How many times did I over-think a situation?
Did I spend more time trying to cover-up the true me instead of being myself?
Was I so afraid of mistakes, I never took a risk?
Did living up to my "identity" or "status" conflict with what I really wanted to do?
Was I so self-centered that I missed an opportunity to make someone else smile?
too many times to count.
Childhood is the time when you can make a mistake, and then learn from it. You can wear your nice white t-shirt and get it completely filthy because your mom can always soak in the washer and make it clean again. It's the time when your biggest worry should be what to wear or finishing your book report. It's the time when life is all about you... just to teach you that the world doesn't revolve around you. It's the time for learning.
The fact that 18 years of your life have gone by, means your an adult, doesn't carry much weight with me. I know a lot of kids who have had to "grow-up" before there time, and plenty of kids who are still waiting. And the fact of the matter for me is, in 12 days, I'm not ready to close PART ONE of my story.
So how about a part one and a half? I don't want to wait any longer for "life to happen," but I am not sure I am ready yet... but, are we ever ready?
As a good friend tells me, "Emilie, it's not the end of the story."
I don't want to waste time waiting for something to happen or wishing I had done something differently. I'd rather just [live].
I am the author of my story, and although many people have influenced me, I've always been the one to make the pen meet the page, and I always will be. God may already know the end of my story, he may know my mistakes and my excitement, my hurts and my loves but I am still the one in control of the pen. God will lay out a path for me, that I can choose to follow or not. And I can tell you now in complete confidence, I won't always make the right choice. He will open and close doors but it is my choice to act. If you asked if God was in control, I'd answer, in life and death, yes, in circumstances yes, does he have the ultimate authority on heaven and earth, yes but does he control me, no. I have to decide. God will always be laying out a path for me, and when I diverge, or walk away, he will always have detour for me to get back on track. But I decide where to take each step, and in what direction.

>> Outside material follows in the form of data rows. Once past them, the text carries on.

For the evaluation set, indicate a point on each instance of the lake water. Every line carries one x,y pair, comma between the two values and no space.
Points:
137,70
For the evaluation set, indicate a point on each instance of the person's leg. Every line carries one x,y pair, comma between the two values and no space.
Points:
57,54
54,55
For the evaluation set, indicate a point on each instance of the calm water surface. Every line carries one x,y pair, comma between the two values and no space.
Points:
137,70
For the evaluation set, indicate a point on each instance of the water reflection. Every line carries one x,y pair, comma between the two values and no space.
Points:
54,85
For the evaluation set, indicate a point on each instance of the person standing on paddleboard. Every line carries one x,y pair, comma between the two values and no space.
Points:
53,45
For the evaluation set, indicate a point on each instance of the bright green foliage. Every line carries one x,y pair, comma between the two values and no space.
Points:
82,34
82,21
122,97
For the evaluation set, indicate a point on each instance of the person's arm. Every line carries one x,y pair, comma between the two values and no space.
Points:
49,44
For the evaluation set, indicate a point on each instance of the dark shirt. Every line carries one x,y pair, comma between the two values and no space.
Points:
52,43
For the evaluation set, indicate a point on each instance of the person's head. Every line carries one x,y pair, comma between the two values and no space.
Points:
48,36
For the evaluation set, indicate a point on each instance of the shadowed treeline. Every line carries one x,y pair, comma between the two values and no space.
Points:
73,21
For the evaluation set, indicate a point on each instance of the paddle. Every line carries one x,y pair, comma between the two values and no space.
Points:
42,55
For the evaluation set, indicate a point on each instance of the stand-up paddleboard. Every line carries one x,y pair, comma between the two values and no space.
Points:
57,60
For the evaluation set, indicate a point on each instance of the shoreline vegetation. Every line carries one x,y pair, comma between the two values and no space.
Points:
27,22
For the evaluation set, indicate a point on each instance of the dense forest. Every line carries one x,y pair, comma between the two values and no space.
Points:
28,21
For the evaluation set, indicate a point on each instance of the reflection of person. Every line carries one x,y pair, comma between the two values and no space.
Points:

Sitting on my roof always puts things into perspective for me. I can see where the mountains meet the rolling clouds, and for some reason I am reminded what this life is all about. It is not about where you are a good writer or not, its about the words left on the page. People will not remember your successes, they will remember your failures and challenges. They will not remember the chapter or page when you got dealt a royal flush... so stop waiting to be dealt the perfect hand. The legacy you leave is when you learn to play the cards you were dealt.